|Country of origin||Israel|
|Source of milk||Cow, Sheep, Goat, Water Buffalo|
|Texture||Semi-hard fresh and hard aged|
|Aging time||3 to 12 months|
Tzfat cheese (Hebrew: גבינה צפתית, gvina tsfattit) is a semi-hard salty cheese produced in Israel, originally from sheep's milk. It was first produced in Safed (Tzfat in Hebrew) in 1840 and is still produced there by descendants of the original cheese makers.

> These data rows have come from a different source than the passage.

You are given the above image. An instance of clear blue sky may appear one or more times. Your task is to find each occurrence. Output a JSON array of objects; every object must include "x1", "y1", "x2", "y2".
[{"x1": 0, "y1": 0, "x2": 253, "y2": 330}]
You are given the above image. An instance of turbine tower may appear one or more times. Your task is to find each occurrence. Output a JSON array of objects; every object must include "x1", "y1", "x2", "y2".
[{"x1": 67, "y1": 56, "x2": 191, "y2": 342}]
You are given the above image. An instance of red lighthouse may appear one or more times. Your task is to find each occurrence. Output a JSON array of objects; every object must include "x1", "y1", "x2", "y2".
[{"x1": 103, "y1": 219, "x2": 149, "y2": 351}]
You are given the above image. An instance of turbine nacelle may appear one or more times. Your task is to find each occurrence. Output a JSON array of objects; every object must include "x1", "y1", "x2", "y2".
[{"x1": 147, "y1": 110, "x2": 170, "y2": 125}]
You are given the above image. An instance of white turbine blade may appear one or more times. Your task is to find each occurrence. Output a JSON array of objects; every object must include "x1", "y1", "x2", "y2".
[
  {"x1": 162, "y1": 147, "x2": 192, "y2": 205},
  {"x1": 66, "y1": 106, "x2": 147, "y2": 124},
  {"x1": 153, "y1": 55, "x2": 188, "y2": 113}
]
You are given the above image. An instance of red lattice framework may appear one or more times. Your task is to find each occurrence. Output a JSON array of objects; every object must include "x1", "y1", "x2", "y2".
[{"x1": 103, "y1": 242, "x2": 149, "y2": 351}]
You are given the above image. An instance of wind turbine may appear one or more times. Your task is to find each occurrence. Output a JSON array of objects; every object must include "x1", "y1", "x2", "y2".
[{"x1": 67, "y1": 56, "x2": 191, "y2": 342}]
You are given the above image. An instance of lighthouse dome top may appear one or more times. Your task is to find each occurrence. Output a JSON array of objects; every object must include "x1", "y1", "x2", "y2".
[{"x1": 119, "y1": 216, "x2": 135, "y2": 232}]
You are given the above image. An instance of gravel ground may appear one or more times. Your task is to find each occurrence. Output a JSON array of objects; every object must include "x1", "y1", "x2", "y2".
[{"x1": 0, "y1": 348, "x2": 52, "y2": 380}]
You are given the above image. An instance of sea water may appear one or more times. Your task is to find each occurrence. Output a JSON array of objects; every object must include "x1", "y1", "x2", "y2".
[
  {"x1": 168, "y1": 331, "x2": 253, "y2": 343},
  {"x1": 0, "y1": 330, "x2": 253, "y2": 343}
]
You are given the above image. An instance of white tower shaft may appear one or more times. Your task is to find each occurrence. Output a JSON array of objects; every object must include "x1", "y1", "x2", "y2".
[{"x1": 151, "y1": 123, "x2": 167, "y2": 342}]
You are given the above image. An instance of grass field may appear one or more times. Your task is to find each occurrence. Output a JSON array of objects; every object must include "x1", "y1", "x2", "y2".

The cheese began to be produced in 1818 at HaMeiri Dairy, established in the home of Meir Arzoni (later HaMeiri), who immigrated from Persia. Gvina sfattit is a mild curd cheese molded in a basket that gives the cheese distinctive circular striations. The cheese has an elastic texture and low fat content. The milk is pasteurized at a low 72 °C (162 °F), which preserves the food proteins. Trimming is based largely on the action of enzymes contained in a special ferment and on calcium chloride rather than on the action of lactic acid. The fermentation is quick, about an hour. After the separation of most of the whey, the cheese is stored for several hours in straw or plastic baskets to drain the remaining whey and to form its round shape. For the remainder of the draining time, the cheese is inverted several times to help the draining and to form the basket's pattern on all sides.
Fresh Tzfat cheese is used in salads and sandwiches. The aged variety can be grated for use in baking or cooking.
Water Buffalo Tzfat cheese is usually flavored with nigella seeds.